Hailing, as I do, from a toy town with a single (relatively new) stoplight and a small “downtown” with, of course, a saloon, I felt at home in all these villages. I was also thankful they were still thriving after unfathomable centuries. They gave me hope for the longevity of my village, which celebrated its 150th birthday while I was overseas, and whose status as a village is in jeopardy.

In Wales and Cornwall, villages are foundational and valued — otherwise, they wouldn’t have survived. The villages I’ve visited in Mexico and Honduras have the same valued feel, places where people know each other and support each other, even if they don’t run in the same social circles. I suspect the same is true in villages in China, Russia, Botswana, Argentina — everywhere. After all, we humans have lived in villages since the beginning of our times. No matter whether we are indigenous or immigrant, we come home to the village. Cities have grown up as well, and some people prefer them to small, secluded villages, but even within cities there are villages — neighborhoods — where folks know the grocer, the bartender, the postmaster, the schoolteacher.

We pick the villages where we live with care, if we are able, and if we aren’t, we do our best to make the place we live our village.

I live in the toy town of my choosing by virtue of good luck. Glen Ellen was one of the only places where my husband and I could afford to buy a home when we returned to California from Colorado in the late 1990s. It reminded me of the toy town where my parents settled when I was young. I quickly embraced the artistic vibe, the live-and-let-live attitude that allowed the writer on the hill to do her thing while the poet on the creek did his, and the cellist in the hollow, and the sculptor up the canyon, and the collector “downtown.” The Sonoma Developmental Center — a village within the village — contributed a subculture of service to the mix, a willingness to embrace and uplift the variety of humanity. These things, to this day, give Glen Ellen its distinctive accent. Glen Ellen is not Kenwood, or Boyes Hot Springs, or Sonoma. They have their own accents.

In the face of California’s housing crunch, every village and neighborhood in the state finds itself facing transformation. Building up, building out, building more is one way to address the crisis, albeit an incomplete solution. Building more makes sense in the city, where the American ideal of “bigger is better” has been heartily embraced. But where the village is intact, its preservation is important.

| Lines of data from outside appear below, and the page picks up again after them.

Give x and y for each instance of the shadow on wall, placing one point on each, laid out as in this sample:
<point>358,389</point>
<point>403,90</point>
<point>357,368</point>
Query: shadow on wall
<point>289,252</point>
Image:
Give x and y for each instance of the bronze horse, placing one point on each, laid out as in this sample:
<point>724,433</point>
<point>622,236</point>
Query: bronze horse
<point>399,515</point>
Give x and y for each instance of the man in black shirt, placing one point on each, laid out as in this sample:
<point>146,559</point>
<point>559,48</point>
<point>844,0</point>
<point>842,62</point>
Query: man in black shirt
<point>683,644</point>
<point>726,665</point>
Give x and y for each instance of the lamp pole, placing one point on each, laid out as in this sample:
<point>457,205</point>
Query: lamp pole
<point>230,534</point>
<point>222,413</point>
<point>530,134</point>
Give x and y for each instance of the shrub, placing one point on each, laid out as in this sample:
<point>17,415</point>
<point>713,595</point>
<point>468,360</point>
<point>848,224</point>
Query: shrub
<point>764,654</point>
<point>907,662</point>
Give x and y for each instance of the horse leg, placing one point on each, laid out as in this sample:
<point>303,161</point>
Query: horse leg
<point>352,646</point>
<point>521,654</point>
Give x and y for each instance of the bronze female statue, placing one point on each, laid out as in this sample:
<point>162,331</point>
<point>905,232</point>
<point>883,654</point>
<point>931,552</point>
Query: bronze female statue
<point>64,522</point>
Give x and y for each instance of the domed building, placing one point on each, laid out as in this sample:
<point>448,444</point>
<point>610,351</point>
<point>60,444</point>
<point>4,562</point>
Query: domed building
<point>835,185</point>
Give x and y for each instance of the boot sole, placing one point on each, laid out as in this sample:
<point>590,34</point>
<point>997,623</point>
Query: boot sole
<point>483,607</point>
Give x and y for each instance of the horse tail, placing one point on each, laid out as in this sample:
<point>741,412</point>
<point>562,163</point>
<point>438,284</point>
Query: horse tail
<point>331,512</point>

Equity is important as well. When I rhapsodized the virtues of the Cornish village to a wise friend, she asked if the residents were mostly white. The answer seemed straightforward: Yes. Much of Cornwall, like much of Sonoma County, is wealthy and touristy. Its nickname is Kernowfornia (Kernow is the Cornish name for the place). But I was a tourist, not a resident. I don’t know the details of racial, ethnic, and socioeconomic divides within villages in Cornwall. My friend’s point is well taken. As perfect as they look, these villages doubtless are blemished.

But do blemishes define the village? Partly, but so does shared identity. The artsy village, the Latino village, the retirement village, the agricultural village. Are these bad things to be? Inequities must be rectified, but must equity translate to vilification of the village? Would it be wrong if California were Kernowfornia (but better) in two hundred years, five hundred years, a thousand years?

I don’t have the answers. The witching hour, whether in California or Cornwall, leads from question to solution to new question endlessly. Still, as dawn lit the window of my bedroom in Elowen, more Stithians than Ponsanooth, I knew these things for certain: I am one of the village people. The toy town is where I feel at home. And I am not alone in this.